A new volunteer is chosen and that person takes the stage and taps on the shoulder of any actor in a position that inspires them. The beaten actor leaves the stage. The new actor assumes his position and uses that pose as a stimulus to start a completely new scene.

Martha’s game – And no, no one knows why it’s called “The Martha Game”.

An actor is chosen to be Martha. Martha has the pleasure of choosing where she is, what she is doing and what she is and announces it to the group and freezes in a pose of action. The rest of the students, one by one, shout what they want to be in the scene (any character or environmental aspect of Martha’s scenario is fair game, including inanimate objects) and are added, frozen, to the picture. When all the actors have chosen their incorporation to the stage of Martha, the director will clap three times and the image will come to life, moving and speaking, even inanimate objects must speak as if what they are portraying could speak. This results in a wildly chaotic and wonderful crazy scene. This game is not for the faint of heart.

Tell me again? – This game originates with me and begins with a set of prewritten sentences on strips of paper that could be used to start a scene. Some examples:

I do not believe it. I’m tired. Do not tell me that. what do you mean? Wow. What do you know? It’s great to see you.

Two students choose a piece of paper with a sentence on it, enter the play space, and start a scene with their sentences. The problem here is that the only things students can say is the phrase they are holding. They should use their bodies, faces, actions, and inflection to vary the scene and represent different intentions. The fun really begins when the director adds more actors, each with their own one-sentence script to play with. The game is great for teaching about the many ways a line can be pronounced, as well as a lovely way to show that it’s not so much what we say as how we say it.

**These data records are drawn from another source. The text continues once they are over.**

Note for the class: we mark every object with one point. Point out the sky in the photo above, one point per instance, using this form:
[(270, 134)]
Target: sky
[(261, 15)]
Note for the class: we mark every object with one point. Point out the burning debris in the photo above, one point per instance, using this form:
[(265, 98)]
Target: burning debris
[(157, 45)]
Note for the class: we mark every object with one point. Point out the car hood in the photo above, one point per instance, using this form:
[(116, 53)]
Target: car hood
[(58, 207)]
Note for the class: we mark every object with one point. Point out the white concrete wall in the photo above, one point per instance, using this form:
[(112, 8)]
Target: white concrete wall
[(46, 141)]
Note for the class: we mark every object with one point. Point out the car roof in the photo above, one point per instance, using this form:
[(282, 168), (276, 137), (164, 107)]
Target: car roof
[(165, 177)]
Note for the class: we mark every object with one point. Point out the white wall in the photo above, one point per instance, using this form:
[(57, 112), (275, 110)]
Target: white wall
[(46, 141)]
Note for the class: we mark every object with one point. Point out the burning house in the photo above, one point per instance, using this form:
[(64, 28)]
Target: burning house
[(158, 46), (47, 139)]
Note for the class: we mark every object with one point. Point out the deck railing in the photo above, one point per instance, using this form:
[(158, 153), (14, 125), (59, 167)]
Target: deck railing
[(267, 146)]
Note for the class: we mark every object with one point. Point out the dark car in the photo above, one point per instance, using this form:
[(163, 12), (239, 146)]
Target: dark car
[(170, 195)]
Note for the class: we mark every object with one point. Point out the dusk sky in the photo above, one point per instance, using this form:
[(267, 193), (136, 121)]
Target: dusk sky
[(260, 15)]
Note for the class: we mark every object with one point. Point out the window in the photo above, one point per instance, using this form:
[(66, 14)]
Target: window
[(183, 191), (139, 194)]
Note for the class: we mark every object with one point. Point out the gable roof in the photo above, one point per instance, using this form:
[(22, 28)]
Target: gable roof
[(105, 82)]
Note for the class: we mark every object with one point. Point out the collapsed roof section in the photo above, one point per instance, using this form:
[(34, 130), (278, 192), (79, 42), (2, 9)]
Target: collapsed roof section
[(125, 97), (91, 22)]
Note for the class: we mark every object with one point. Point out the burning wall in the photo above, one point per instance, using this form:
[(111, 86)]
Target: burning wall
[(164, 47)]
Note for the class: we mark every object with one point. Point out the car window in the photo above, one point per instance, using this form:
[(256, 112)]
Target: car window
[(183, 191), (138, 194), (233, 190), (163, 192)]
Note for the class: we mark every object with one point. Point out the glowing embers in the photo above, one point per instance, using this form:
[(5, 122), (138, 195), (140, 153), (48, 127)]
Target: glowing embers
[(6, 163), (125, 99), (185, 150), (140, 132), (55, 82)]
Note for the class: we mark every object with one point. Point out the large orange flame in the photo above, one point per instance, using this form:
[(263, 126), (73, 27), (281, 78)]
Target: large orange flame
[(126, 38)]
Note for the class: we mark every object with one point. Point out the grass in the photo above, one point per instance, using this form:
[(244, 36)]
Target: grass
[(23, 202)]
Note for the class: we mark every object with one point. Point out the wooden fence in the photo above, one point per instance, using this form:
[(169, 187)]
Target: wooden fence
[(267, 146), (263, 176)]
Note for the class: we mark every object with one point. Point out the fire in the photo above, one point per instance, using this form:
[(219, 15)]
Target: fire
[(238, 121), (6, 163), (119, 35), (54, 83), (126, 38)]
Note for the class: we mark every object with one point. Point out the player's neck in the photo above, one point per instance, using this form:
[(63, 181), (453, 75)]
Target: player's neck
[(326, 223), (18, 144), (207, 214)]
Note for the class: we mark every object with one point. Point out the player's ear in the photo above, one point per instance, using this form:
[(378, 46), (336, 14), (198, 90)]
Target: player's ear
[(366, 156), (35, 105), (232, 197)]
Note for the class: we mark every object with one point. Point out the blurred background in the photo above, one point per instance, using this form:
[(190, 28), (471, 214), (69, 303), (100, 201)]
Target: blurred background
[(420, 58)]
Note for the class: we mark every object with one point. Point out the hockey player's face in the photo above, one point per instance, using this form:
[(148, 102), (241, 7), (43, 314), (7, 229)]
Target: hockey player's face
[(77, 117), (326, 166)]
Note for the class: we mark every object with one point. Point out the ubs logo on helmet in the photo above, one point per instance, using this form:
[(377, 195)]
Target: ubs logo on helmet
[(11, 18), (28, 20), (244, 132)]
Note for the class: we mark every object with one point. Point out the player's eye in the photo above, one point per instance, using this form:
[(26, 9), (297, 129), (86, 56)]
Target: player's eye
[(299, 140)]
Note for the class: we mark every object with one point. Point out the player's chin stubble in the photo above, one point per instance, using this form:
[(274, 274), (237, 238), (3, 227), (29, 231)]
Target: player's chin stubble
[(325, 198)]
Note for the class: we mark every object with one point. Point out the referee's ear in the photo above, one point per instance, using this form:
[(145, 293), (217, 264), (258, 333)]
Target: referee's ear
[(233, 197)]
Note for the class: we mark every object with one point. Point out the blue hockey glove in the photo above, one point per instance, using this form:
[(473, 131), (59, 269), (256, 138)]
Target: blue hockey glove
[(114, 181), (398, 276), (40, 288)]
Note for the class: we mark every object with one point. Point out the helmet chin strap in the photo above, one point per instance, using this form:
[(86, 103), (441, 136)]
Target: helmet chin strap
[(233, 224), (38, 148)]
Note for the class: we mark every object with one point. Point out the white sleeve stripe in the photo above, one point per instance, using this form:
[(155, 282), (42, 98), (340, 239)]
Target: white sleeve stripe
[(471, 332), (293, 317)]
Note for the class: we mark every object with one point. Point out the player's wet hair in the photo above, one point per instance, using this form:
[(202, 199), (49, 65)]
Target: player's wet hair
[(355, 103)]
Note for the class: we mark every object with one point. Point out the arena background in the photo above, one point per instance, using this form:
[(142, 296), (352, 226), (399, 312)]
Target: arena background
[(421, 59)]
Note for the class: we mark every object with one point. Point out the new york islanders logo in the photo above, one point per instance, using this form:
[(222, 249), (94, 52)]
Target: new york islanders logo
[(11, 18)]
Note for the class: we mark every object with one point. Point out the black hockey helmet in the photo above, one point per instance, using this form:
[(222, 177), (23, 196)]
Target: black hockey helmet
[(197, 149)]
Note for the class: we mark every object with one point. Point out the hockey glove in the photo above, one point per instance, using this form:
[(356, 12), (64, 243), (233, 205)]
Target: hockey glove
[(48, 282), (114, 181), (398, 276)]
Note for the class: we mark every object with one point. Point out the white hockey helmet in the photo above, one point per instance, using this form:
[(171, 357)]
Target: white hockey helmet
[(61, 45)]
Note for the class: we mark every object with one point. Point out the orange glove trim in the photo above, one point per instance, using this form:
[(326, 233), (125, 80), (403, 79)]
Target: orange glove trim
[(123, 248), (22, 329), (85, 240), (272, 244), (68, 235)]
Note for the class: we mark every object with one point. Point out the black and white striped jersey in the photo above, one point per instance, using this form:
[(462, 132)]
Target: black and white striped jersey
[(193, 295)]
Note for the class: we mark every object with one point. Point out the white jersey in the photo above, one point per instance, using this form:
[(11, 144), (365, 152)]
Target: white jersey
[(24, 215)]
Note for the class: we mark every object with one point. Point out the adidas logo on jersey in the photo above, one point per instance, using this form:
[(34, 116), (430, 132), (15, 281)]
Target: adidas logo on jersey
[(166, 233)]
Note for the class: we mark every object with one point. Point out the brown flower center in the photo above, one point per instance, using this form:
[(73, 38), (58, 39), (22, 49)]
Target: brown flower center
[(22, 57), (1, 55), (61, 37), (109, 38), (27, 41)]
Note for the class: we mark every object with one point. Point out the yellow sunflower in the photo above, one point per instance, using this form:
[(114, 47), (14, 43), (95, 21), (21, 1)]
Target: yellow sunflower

The Game Show Game – An original variation on the old standard The Dating Game. Three children are chosen to create characters, whose identities they do not reveal. Characters can be anything from Sponge Bob Square Pants to a rabbit and macaroni and cheese. The three characters sit in a row of three chairs, with enough space between them to allow them to physically move while they portray themselves. A contestant is chosen who then sits at the far right of the stage in the row of characters and the announcer, the director, begins the game.

Announce: Welcome ladies and gentlemen to our program The Game Show Game, where our contestant will have five rounds of questions to determine who these three characters could be. Here’s our contestant today: Tom. Character number one, say hi to Tom!

The characters walk the line, each saying a distinctive “hello” to the contestant. When this is accomplished, the announcer says, “Tom, ask your first question.”

The characters answer a series of five questions posed by the contestant that gathers information from the answers that hopefully leads to the answer of who the characters really are. This game works well since it involves many children at once and even the children who play the audience are participants as if the contestant could not guess the identity of a character, the announcer says: “We are addressing the audience. Members of the audience … do you have any assumptions for this character? “At the end of the round, when the entire character has been revealed, the contestant returns to the audience, all characters move the stage one chair to the right, character number one becomes the contestant and a new number three character is chosen from the audience, and the announcer launches into his intro once more …

These games are just a sample of what principals can play with their students. Some useful improv game links are:

Improv games provide the director with a wide variety of ways to extend the rehearsal and acting skills of her novice actors into uncharted territory, while also providing opportunities to develop social skills and develop camaraderie among students. The director will enjoy watching the student actors grow as they play, laugh with their co-stars, and become more spontaneous and creative performers.